Meng Jian şaşkınlıkla sıçradı, sanki Li Yao veba iblisiymiş gibi bilinçaltında üç metreden fazla uzağa fırlattı. Kendine geldiğinde biraz utandı. Acı bir yüzle, “Küçük Şeytan, hepimiz iyi kardeşleriz. Söylemeye gerek yok, onur kurallarım eksik değil. Bakalım hangi hastanenin yoğun bakım ünitesinde kalmak isterdiniz? Şu anda bir yatak ayırmana yardım edeceğim!”
……
Wei Tie tüm zaman boyunca küçük bir sprintte koştu. Dokuzuncu Spor Salonu’ndan hızla çıktı ve tam köşeyi döndüğünde çiçeklerin ve çalıların yanında duran birini gördü. Yüzünde kötü niyetli bir ifade olan uzun boylu, sıska bir genç.
Gencin kalçaları vücudunda oldukça yüksekti. Bir çift bacağı en az 102 cm uzunluğundaydı. Okul üniformasının pantolonu kaslı bacaklarına sıkıca sarılmıştı; Başlangıçta pantolonlar bol olacak şekilde tasarlanmıştı, ama onun üzerinde sanki dar bir pantolon gibiydi.
“Gerçekten mi? Bu kadar hızlı mı? 10 kemiğini kırdığına emin misin? Tüm çileyi kaydettin, değil mi? Kıdemli Helian’ın izlemesi için e-vinç bağlantısı aracılığıyla göndereceğim!”
Wei Tie, bu kötü niyetli gencin önünde otoriter olmaya cesaret edemedi ve iyi huylu bir tavır benimsedi.
Çünkü Zhao Liang adındaki bu genç Önemli Sınıfın bir öğrencisiydi.
Önemli Sınıfın en düşük dereceli öğrencisi, 41. sırada olmasına rağmen, %60’lık bir elit Ruh Gerçekleştirme Katsayısına sahipti. Zhao Liang, Wei Tie’nin karşı koyabileceği biri değildi.
“Ağabey Liang. Az önce spor salonuna girdiğimde midemde biraz ağrı hissettim. Muhtemelen apandisitim tekrar alevleniyor. Bir an önce doktora gitmem gerekiyor!” Wei Tie’nin gözleri döndü ve dişlerini sıktı. Yüzü bir top haline getirildi. Kocaman vücudu bile titremeye başladı ve alnı bir kez daha terlemeye başladı.
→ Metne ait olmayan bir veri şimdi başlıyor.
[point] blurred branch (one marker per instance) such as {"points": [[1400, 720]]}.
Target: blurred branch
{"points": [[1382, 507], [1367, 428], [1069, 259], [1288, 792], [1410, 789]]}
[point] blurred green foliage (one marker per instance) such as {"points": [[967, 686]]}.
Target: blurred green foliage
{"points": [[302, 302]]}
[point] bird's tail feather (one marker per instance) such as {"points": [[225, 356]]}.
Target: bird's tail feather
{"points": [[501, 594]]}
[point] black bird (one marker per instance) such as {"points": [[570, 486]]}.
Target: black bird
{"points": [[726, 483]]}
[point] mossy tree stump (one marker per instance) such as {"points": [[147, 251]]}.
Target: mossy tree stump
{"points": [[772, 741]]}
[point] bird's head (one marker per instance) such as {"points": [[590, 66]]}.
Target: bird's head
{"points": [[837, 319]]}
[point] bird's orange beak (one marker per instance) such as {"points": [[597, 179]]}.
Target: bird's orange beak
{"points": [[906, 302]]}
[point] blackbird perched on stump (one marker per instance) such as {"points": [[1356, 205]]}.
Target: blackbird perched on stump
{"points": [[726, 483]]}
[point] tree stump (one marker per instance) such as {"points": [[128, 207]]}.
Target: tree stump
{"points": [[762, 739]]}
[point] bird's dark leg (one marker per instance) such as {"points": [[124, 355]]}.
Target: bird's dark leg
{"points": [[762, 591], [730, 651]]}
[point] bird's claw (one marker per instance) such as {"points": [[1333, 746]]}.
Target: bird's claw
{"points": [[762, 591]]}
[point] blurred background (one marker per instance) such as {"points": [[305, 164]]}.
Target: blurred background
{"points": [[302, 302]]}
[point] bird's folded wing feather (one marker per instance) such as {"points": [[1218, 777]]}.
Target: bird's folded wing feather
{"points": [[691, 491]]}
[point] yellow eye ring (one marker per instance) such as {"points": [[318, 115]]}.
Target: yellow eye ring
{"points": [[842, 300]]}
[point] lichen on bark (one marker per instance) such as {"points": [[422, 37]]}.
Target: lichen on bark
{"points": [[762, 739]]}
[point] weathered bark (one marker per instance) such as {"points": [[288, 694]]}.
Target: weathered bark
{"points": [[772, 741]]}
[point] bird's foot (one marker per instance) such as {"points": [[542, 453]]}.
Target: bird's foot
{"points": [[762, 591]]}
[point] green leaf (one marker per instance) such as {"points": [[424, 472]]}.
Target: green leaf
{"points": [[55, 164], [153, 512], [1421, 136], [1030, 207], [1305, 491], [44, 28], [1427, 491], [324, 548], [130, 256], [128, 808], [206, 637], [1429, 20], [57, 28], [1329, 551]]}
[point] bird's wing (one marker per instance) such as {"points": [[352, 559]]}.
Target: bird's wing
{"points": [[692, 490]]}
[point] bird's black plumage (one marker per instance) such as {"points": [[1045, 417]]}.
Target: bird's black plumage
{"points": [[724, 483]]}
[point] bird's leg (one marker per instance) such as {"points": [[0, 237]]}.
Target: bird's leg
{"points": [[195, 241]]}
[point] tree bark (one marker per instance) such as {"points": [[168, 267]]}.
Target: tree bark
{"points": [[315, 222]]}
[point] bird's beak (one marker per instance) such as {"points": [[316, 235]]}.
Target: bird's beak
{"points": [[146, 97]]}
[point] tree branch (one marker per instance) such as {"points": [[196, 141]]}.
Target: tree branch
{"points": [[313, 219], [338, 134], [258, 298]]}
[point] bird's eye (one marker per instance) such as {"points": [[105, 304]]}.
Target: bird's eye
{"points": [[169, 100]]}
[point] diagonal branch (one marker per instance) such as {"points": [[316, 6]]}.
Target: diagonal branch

“Apandisit mi? Bir hata mı yaptın!?” Zhao Liang öfkesini dizginleyemedi. Wei Tie’nin yüzüne bir tokat atmayı çok istiyordu. Alçak bir kükremeyle dedi ki, “İlk başta biraz potansiyelin olduğunu düşündüm. Hatta Kıdemli Helian Lie’nin merdivenini tırmanmanıza ve daha sonra bazı iyi faydalar elde etmenize yardımcı olmak için Kıdemli Helian Lie ile sizin için birkaç güzel söz bile söyledim. Senin aslında bir bok yığını olduğunu hiç düşünmedim. Bu önemli anda sonunu nasıl saklamazsın!”
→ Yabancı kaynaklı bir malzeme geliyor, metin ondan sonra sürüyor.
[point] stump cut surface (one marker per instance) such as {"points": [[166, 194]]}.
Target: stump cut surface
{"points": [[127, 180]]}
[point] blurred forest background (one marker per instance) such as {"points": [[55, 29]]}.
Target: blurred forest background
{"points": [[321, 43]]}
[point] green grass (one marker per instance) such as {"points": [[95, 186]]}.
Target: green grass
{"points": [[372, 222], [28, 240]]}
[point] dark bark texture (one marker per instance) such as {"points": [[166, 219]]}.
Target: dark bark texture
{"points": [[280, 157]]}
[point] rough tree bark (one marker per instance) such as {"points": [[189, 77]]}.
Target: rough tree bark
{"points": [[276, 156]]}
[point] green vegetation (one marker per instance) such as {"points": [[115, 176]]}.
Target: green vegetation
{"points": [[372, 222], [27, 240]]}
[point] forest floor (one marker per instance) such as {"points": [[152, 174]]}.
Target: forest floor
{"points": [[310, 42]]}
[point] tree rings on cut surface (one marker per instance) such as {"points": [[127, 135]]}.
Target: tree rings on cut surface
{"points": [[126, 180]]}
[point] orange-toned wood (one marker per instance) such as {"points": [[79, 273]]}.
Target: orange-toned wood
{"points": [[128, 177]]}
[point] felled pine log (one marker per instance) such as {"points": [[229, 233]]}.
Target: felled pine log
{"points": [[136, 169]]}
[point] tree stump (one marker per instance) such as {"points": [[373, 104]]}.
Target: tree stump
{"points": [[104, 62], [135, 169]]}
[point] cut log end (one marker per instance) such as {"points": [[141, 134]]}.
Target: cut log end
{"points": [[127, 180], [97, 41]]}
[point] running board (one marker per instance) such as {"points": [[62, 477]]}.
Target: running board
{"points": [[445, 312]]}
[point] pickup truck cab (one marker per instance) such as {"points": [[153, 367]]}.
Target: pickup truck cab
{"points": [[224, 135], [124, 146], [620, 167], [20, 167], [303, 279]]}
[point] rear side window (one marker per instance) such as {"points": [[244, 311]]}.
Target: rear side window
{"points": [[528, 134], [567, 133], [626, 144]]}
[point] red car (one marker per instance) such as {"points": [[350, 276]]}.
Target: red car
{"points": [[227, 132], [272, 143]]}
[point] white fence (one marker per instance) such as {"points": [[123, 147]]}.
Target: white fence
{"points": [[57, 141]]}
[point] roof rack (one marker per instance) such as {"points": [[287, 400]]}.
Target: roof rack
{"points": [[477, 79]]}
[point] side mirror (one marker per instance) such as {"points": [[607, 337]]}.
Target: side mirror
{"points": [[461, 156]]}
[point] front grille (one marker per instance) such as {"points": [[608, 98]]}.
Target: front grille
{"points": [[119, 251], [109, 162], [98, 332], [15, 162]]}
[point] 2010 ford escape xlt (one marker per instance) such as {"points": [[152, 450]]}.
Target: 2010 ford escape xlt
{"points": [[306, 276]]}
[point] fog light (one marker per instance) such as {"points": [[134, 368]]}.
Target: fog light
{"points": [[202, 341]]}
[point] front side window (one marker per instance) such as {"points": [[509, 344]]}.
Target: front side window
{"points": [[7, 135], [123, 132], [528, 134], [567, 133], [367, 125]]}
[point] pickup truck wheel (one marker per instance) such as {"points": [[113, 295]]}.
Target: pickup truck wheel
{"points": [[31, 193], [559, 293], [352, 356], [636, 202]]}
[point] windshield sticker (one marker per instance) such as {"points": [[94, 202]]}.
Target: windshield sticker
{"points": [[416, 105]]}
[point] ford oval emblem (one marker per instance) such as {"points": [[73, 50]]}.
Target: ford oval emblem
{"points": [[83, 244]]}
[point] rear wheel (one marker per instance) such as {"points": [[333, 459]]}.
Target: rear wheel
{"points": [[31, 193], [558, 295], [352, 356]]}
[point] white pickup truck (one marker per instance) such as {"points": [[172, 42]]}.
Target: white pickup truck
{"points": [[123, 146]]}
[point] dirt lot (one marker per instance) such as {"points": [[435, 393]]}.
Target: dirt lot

“Doğru, doğru. Aynen Ağabey Liang’ın dediği gibi. Apandisitim en kötü anda alevlendi. Ah dostum, acıyor! Acıtıyor! Ya enfekte olursa!” Wei Tie ağzını kapattı. Acı, gözlerinden birkaç damla yaş çıkarmak için yeterliydi. Gözlerini kısarak Zhao Liang’a doğru eğildi. Sorarak suları test etti, “Ağabey Liang. Önce revire gidip kontrol ettirmeye ve biraz dinlenmeye ne dersiniz? Eğer çok kötü bir engel değilse, bu çocuğa bir ders vermek için geri dönebilir miyim?
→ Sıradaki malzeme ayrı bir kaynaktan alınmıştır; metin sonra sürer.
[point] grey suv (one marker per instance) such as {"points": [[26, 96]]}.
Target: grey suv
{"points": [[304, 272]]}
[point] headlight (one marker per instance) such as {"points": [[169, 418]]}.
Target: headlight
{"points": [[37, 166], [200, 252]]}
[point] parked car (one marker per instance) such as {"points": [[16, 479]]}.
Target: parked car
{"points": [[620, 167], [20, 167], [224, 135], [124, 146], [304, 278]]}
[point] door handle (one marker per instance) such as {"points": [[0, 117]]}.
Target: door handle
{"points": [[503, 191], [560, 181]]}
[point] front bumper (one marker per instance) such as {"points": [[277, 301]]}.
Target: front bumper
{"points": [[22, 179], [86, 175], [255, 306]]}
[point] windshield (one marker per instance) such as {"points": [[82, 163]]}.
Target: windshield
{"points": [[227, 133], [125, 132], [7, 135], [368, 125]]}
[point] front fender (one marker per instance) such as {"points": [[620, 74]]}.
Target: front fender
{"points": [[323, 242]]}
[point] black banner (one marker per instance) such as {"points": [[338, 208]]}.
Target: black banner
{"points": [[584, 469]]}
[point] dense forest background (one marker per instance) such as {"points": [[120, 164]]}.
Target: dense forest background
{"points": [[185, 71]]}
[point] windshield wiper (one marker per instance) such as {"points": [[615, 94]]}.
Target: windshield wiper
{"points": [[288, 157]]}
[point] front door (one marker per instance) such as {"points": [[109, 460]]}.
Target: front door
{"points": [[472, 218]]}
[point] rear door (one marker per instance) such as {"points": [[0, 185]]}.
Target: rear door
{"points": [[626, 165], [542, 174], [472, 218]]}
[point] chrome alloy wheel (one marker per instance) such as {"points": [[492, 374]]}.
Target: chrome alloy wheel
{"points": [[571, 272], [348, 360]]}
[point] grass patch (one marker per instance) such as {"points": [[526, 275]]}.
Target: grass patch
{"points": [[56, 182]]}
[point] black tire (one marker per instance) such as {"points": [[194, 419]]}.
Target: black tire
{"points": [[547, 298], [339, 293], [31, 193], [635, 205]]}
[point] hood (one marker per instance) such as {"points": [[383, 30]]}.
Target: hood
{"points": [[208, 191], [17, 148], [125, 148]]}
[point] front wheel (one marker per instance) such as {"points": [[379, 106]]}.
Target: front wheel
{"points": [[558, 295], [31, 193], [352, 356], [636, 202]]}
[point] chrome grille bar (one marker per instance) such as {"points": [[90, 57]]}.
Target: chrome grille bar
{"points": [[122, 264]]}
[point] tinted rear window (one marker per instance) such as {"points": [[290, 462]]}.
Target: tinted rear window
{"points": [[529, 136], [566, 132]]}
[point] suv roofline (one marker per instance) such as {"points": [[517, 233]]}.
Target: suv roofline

“Siktir git! Git iþine! Kıdemli Helian, çocuğun mümkün olan en kısa sürede dövüldüğünü görmek istiyor. Senin gibi bir bok yığınının bir doktor tarafından kontrol edilmesini bekleyecek sabrı kimin var? Sonunda, işi kendim yapmaktan başka seçeneğim yok. Ne kadar sinir bozucu!” Zhao Liang acımasızdı. Wei Tie’nin vücuduna hızlı bir şimşek çakması gibi bir bacak tekme attı ve bir “Patlama” patlaması yarattı.
Wei Tie acı içinde yüzünü buruşturuyordu ama kaşları onun zevkin ötesinde mutlu olduğunu gösteriyordu. Tekrar tekrar konuştu, “Uzman Kardeş Liang, bu çocuğu o kadar kötü döveceksiniz ki ailesi bile onu tanıyamayacak! Tamam! Artık bunun hakkında konuşmayalım. Devam edeceğim ve doktora görüneceğim. Kıdemli Kardeş Liang’a özür dilemek için tekrar geleceğim!”
Boynu büzüldü ve küçük bir koşuya daldı. Kısa süre sonra Wei Tie iz bırakmadan kaçtı.
“Bu çocuk, bugün neden biraz tuhaf davranıyor? Sanki hırsız gibi bir şey saklıyor gibi?” Zhao Liang anlamadı, bu yüzden başını ovuşturdu. Belli belirsiz bir şekilde doğru olmayan bir şey olduğunu hissetti. Ama sonra Helian Lie’nin yükselen öfkesi içindeyken ortaya çıktığını hatırladı. Hızla soğuk bir titreme patlak verdi ve 9 numaralı spor salonuna gitti.
“Hanginiz Li Yao? Defol git buradan!”